Interest Rates, Cap Rates Don't Move in Lockstep

12.18.2015

The monthly meeting of the Federal Open Market Committee that gets underway on Tuesday is expected to begin the long-awaited, long-delayed process of normalizing interest rates.

Interest Rates, Cap Rates Don't Move in Lockstep
By Kelsi Maree Borland | National

NEW YORK CITY—The monthly meeting of the Federal Open Market Committee that gets underway on Tuesday is expected to begin the long-awaited, long-delayed process of normalizing interest rates. With the prospect of near-term action by the Federal Reserve, “real estate investors are worried,” as a new report from TIAA-CREF Asset Management puts it. A specific concern is the effect of rising interest rates on cap rates and valuations.

“Investors’ fears tend to focus on the arithmetic showing that rising interest rates result in increasing cap rates and, all else equal, declining property values,” according to the TIAA-CREF report. “The problem is that the relationship between interest rates and cap rates is more complex and typically, all else is not equal.”

Historical data show that cap rates and 10-year Treasury yields don’t necessarily move in lockstep. More importantly, the report says, the data show that changes in Treasury yields don’t necessarily result in changes in cap rates. “Even assuming lags between interest rate and cap rate changes, analysis found no statistically significant relationship between the two variables,” the report states.

Cap rates are influenced by “a wider network of variables beyond interest rates,” including real estate fundamentals, capital flows and investor risk appetite. Thus, the impact of rising interest rates on real estate performance is difficult to predict, according to the TIAA-CREF report. “Indeed, the outlook for real estate in a rising rate environment depends on a variety of factors specific to the current and expected economic and property market environments.”

While the report acknowledges that fears that the eventual rise in interest rates will result in higher cap rates and declining property values “seem reasonable,” in fact these anxieties “oversimplify and ignore variables that have the potential to offset value declines.” It cites a number of factors that can protect overall property performance in a rising interest rate environment, such as the spread between cap rates and 10-year Treasury yields.

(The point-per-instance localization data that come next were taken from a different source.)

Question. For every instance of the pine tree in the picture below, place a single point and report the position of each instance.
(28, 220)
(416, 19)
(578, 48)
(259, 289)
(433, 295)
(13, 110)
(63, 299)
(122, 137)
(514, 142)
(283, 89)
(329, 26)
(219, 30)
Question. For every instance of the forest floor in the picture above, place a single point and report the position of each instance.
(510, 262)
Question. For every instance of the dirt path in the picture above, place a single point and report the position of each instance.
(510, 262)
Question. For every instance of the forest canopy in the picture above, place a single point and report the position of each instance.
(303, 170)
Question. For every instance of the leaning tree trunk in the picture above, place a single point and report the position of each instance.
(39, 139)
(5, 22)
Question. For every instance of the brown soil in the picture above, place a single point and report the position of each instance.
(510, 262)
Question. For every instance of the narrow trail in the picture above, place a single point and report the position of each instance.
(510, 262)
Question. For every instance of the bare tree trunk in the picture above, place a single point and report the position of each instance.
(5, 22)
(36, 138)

The current cap rate spread, for instance, is just over 300 basis points, about 30 bps higher than the long-term historical average of 270 bps. “The extra spread can absorb a small increase in 10-year Treasury yields and/or a further reduction in cap rates before property values are affected,” according to the report, and therefore can be seen as a “a slight protective buffer” from the expected rise in interest rates.

Another factor is the expected drop in unemployment to below 5% in 2016 as the economy continues to strengthen. “The expected economic and jobs strength has positive implications for real estate occupancies, rent growth and NOI growth,” according to the TIAA-CREF report. “These factors can help offset, at least partially, any adverse price impacts of rising cap rates.”

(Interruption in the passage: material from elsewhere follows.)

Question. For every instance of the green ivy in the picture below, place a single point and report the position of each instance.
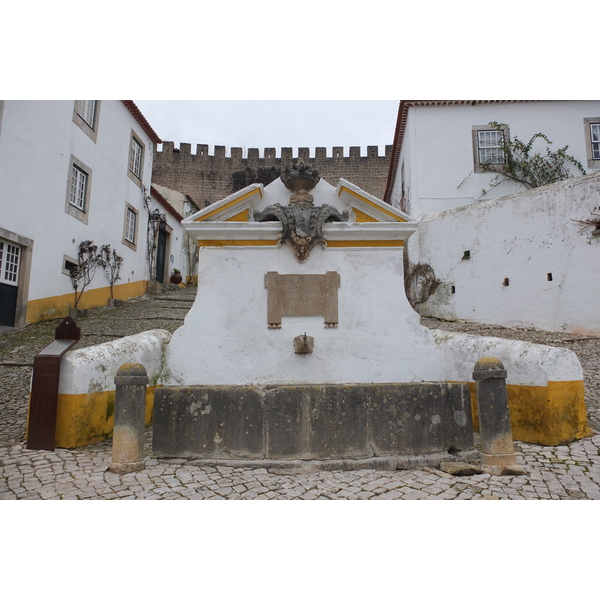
(528, 167)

TIAA-CREF also sees some protection in common underwriting practices. Property valuations usually assume a holding period increase of 50 to 100 bps in the cap rate over the initial acquisition rate, and therefore cap rate increases are typically accounted for in return expectations. Accordingly, he report says, “investors should not fear cap rate increases that they expect, only the ones that they do not anticipate.”

The timing of cap rate changes also has an effect. “In the near term, cap rate increases can have a dramatic impact on property performance,” the report states. “Yet real estate performance is less sensitive to cap rate changes as the investment horizon lengthens. Time has the potential to heal most, but likely not all, wounds from rising cap rates through the magic of compounding annual NOI growth rates.”